Ужасное шествие закончилось.
— Великолепно, правда? — потирает руки низкорослый человечек, и его змеиные глазки алчно скользят по перстням толстого горожанина. — Не пойти ли нам по этому случаю выпить, ваша милость?
— Отчего же? — соглашается толстяк, но тотчас спохватился — этот человечек с лисьей физиономией и подлым выражением опасен своей болтливостью — и замахал руками. — Ах я дурень! Вот дырявая память! Ваша милость извинит меня, я должен зайти к больному родственнику. Жаль, а то бы я с удовольствием осушил бокал-другой!
Человек-лиса смотрит в ту сторону, в которую толстяк махнул рукой, и подхватывает:
— Так вам за реку? В Триану? Прекрасно! Мне туда же…
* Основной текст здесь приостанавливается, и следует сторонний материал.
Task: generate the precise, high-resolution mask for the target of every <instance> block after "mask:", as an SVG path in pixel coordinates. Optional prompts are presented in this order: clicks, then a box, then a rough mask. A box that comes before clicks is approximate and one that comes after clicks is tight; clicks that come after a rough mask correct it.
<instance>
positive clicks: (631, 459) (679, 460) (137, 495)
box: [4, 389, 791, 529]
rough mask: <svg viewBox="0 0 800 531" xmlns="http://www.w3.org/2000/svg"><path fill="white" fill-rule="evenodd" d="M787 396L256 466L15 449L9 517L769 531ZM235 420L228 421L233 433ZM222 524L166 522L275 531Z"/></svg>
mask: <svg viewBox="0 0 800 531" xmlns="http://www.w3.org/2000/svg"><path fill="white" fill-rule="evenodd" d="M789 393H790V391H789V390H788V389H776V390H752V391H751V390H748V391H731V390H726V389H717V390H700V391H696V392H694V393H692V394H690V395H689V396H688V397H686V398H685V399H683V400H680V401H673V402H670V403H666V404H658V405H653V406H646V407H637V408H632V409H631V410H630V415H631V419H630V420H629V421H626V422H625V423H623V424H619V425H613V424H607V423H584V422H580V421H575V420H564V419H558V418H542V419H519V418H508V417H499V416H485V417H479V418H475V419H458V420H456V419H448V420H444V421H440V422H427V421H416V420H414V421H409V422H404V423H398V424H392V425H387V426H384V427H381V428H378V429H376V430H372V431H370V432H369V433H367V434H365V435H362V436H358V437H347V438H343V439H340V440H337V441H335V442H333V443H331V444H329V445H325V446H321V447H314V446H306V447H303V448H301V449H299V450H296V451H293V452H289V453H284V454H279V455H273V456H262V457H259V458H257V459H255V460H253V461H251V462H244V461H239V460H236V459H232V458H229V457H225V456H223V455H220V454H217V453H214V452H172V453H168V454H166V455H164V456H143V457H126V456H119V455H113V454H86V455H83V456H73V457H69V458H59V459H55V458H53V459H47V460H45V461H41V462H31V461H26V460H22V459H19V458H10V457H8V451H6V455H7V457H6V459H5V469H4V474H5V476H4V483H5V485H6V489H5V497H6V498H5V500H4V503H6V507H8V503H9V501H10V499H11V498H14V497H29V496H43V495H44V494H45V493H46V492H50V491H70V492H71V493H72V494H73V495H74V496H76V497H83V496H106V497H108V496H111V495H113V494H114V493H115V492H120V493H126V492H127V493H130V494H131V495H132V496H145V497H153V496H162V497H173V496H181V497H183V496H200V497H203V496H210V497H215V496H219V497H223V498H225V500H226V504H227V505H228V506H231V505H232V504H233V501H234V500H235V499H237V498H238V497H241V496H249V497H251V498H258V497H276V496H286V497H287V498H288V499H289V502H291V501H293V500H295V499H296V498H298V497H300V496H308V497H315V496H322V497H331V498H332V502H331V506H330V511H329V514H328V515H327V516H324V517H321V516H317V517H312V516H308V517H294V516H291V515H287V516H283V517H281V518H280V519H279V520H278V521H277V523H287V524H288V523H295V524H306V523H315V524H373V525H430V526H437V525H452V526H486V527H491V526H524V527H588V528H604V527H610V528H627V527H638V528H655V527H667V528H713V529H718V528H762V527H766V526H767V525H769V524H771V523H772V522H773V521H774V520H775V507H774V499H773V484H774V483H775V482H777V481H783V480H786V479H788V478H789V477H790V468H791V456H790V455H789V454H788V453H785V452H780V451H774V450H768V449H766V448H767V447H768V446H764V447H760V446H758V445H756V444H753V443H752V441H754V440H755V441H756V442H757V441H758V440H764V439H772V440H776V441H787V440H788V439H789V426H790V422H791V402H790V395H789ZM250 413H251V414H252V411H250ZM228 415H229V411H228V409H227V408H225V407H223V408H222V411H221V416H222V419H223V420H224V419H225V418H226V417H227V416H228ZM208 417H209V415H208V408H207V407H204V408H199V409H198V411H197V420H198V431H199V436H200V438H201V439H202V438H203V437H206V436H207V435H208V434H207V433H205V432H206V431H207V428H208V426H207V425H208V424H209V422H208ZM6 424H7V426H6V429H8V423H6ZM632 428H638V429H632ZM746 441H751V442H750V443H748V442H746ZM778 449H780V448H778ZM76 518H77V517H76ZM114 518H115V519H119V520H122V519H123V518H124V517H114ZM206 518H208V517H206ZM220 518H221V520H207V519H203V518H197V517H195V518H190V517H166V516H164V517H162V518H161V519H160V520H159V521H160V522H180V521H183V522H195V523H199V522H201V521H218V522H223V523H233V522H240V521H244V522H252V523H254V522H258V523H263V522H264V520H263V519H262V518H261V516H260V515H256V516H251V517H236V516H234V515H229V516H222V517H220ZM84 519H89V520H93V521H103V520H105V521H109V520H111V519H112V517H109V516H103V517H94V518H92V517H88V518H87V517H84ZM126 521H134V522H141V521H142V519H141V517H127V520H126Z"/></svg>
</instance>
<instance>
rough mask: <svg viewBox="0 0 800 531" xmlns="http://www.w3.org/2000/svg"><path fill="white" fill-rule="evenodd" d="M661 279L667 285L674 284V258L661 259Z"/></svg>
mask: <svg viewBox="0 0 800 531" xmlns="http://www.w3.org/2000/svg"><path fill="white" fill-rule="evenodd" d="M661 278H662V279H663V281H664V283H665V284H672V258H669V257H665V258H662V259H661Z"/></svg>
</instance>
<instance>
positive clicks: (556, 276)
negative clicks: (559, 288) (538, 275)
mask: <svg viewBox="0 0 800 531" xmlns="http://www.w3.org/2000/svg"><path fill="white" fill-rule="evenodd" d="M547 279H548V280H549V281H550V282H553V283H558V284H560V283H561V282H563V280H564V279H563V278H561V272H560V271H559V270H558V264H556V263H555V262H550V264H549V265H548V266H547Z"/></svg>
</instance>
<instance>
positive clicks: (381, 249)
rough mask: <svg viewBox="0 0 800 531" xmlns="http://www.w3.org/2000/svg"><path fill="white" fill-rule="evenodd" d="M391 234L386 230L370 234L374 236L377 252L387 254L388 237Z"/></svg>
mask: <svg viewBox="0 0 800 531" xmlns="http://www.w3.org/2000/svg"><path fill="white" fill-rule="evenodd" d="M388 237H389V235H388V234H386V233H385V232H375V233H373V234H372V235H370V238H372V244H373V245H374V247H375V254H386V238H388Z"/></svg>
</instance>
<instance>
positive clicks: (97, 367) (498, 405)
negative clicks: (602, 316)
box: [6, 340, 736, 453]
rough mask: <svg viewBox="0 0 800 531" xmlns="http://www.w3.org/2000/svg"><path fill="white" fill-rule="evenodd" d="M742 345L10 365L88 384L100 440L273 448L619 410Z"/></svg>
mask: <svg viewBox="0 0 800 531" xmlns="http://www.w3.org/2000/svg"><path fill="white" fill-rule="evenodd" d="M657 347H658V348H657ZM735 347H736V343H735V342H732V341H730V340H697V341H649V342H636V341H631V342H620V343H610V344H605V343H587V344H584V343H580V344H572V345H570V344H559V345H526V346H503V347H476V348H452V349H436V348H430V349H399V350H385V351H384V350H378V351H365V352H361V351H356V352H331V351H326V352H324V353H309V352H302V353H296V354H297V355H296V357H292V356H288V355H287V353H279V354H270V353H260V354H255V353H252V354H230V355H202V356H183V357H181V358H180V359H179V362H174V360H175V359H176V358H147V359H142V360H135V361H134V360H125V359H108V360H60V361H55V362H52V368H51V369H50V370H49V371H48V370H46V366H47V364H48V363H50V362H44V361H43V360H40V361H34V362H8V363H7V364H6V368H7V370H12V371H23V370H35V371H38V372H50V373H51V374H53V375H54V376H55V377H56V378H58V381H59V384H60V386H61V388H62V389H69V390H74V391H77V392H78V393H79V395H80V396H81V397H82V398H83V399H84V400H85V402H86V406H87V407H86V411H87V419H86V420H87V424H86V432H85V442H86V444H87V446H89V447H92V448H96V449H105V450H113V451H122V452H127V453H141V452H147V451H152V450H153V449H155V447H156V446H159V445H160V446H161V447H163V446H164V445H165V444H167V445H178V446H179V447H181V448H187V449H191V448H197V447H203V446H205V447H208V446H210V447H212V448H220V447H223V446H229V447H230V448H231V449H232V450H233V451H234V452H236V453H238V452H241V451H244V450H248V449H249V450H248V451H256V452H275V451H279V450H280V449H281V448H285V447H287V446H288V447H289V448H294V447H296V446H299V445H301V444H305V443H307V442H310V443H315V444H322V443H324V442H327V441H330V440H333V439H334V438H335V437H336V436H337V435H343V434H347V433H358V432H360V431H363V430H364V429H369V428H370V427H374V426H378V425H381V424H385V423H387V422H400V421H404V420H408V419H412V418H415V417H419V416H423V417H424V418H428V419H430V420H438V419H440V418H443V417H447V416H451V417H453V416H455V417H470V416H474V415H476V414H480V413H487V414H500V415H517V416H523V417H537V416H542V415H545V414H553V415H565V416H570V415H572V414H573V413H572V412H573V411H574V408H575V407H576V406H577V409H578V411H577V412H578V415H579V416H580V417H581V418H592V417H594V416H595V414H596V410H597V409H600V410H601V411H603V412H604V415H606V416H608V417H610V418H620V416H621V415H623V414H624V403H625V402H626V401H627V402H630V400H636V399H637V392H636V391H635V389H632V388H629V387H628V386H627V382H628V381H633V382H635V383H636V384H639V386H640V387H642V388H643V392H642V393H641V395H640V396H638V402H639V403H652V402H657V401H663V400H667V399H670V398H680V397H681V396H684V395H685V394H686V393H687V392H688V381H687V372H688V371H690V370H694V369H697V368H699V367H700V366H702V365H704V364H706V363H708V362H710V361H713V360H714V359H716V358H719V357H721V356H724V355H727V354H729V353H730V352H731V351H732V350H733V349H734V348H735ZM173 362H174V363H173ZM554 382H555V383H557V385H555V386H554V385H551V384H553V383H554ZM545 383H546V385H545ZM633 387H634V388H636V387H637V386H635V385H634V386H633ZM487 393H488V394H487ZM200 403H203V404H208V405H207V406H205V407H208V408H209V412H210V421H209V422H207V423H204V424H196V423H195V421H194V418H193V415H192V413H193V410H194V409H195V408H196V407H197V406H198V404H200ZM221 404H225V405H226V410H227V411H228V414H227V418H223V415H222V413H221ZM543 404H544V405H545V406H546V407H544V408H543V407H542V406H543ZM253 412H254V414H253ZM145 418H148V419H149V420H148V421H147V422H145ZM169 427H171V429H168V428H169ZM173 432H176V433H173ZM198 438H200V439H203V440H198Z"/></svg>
— В какую там Триану, — с трудом выговаривает толстяк, в мозгу его от страха уже черти пляшут — он не знает, как ему избавиться от этой пиявки, от этого вампира в образе ищейки… Чтоб скрыть свою растерянность, он принимается зажигать фонарь, но рука его дрожит, и кресало не сразу попадает по кремню. — Мне как раз в обратную сторону. Сожалею, что буду лишен вашего общества. Но мне пора — тороплюсь… Бог с вами, милостивый сеньор.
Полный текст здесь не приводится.